Hallucigenia sparsa the strange fossil from the Burgess shale, which has been interpreted in several ways. Simon Conway Morris named it very appropriately as it is so strange. It may be an ancestor of the velvet worms. See
Hallucigenia - Fossil Gallery - The Burgess Shale I wonder how much the real animal would resemble the reconstructions.

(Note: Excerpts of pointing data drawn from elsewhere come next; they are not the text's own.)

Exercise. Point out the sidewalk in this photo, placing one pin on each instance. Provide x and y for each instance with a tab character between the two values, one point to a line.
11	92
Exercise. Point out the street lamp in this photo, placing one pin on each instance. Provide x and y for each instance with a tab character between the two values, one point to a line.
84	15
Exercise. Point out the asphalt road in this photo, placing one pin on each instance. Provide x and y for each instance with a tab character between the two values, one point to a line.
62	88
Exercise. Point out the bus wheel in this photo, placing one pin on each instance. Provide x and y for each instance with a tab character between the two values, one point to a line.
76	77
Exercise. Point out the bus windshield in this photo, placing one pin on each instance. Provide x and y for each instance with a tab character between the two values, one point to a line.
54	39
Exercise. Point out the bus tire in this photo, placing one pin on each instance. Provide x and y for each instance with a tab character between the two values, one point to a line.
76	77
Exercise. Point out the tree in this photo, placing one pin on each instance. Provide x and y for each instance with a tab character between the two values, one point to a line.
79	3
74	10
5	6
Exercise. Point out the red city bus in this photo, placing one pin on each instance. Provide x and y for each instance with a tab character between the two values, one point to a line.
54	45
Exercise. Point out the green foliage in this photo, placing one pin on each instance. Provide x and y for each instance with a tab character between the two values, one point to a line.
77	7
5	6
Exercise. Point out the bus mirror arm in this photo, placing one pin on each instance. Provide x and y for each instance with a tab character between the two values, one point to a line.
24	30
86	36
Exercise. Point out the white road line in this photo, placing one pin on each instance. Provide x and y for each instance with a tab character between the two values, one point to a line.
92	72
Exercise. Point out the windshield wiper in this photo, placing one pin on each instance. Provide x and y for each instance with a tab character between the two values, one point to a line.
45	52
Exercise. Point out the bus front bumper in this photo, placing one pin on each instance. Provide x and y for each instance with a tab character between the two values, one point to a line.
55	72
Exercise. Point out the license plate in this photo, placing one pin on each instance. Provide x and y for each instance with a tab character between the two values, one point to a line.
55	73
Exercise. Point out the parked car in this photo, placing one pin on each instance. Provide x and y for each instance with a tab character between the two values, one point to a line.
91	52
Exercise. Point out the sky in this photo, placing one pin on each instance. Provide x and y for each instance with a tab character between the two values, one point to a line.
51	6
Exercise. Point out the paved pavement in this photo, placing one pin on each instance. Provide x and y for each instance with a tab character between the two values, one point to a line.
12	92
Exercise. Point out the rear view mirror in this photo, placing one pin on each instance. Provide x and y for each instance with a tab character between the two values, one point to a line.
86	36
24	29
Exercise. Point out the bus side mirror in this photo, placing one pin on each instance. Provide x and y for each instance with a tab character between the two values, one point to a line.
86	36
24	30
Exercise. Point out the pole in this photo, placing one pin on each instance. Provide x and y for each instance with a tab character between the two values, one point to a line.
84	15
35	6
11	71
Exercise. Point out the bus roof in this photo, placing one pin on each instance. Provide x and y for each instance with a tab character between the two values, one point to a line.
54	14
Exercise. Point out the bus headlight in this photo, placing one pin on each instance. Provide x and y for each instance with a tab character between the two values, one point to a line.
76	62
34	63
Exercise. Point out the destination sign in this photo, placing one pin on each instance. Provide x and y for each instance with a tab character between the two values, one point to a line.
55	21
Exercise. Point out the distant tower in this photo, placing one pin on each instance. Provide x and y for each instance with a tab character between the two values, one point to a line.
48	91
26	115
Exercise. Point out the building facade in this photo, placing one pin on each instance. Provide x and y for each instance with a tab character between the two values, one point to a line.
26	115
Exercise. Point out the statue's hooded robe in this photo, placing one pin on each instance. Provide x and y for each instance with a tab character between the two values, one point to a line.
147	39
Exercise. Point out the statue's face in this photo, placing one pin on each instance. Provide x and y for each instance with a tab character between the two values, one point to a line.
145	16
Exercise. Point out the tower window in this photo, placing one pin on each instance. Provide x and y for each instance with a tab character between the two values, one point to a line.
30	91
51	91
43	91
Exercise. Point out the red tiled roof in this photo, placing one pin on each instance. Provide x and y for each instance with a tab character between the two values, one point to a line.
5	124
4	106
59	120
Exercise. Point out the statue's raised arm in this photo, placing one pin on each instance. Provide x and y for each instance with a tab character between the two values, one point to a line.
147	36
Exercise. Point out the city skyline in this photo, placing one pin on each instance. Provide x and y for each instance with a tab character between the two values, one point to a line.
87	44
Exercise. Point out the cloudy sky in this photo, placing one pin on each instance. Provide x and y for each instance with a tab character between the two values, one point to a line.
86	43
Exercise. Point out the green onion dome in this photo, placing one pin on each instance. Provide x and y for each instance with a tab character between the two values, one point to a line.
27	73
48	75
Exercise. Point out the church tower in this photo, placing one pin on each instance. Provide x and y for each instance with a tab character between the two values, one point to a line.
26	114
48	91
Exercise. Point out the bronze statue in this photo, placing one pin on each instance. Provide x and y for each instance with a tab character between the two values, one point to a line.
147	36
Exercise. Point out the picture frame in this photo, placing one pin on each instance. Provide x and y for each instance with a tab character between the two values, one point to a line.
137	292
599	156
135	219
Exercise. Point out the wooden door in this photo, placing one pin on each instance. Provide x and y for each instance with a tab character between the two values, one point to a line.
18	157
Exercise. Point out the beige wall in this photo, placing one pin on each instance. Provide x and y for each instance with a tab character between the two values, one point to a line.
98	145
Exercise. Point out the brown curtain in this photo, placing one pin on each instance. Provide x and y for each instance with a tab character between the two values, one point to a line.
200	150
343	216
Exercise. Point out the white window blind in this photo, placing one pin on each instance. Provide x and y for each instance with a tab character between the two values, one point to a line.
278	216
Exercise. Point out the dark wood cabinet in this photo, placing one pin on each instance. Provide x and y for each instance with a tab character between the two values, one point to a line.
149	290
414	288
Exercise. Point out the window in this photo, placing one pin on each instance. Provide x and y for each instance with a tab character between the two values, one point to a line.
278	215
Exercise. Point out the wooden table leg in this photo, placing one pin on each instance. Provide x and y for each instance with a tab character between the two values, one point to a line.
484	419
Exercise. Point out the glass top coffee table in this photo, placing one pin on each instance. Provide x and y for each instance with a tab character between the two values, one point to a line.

Tiktaalik roseae, the fossil fish from Greenland that Neil Shubin thinks was close to the ancestral tetrapod, as it could probably 'walk' out of the water. We would find out if we could study a live one. The anatomy of its soft parts would be very interesting too, as the fossils can't give much information about them. See
Tiktaalik roseae: Home
An obvious choice is
Archaeopteryx lithographica. How well could it fly? Did it climb up trees and fly down? Or did it run along level ground and use its wings to hop, skip and jump into the air? I'd also love to know what colour its feathers were.
It would be nice to compare old
Archaeopteryx with a pterosaur. I thought first of
Pteranodon or
Quetzalcoatlus - but something smaller would be easier to manage and it would be nice to put one in a wind tunnel. I would choose
Pterodactylus antiquus with a 1 metre wingspan. It was roughly contemporary with
Archaeopteryx, but may have flown much better. See
https://en.wikipedia.org/wiki/Pterodactylus
Finally I would have to pick an ornithschian dinosaur, I think
Stegosaurus stenops would be good.
Archaeopteryx is effectively a saurischian dinosaur, so the comparison would be interesting. Of less importance, but still interesting would be the real arrangement of the bony plates on its back and their real function - there have been a lot of hypotheses, without very much evidence.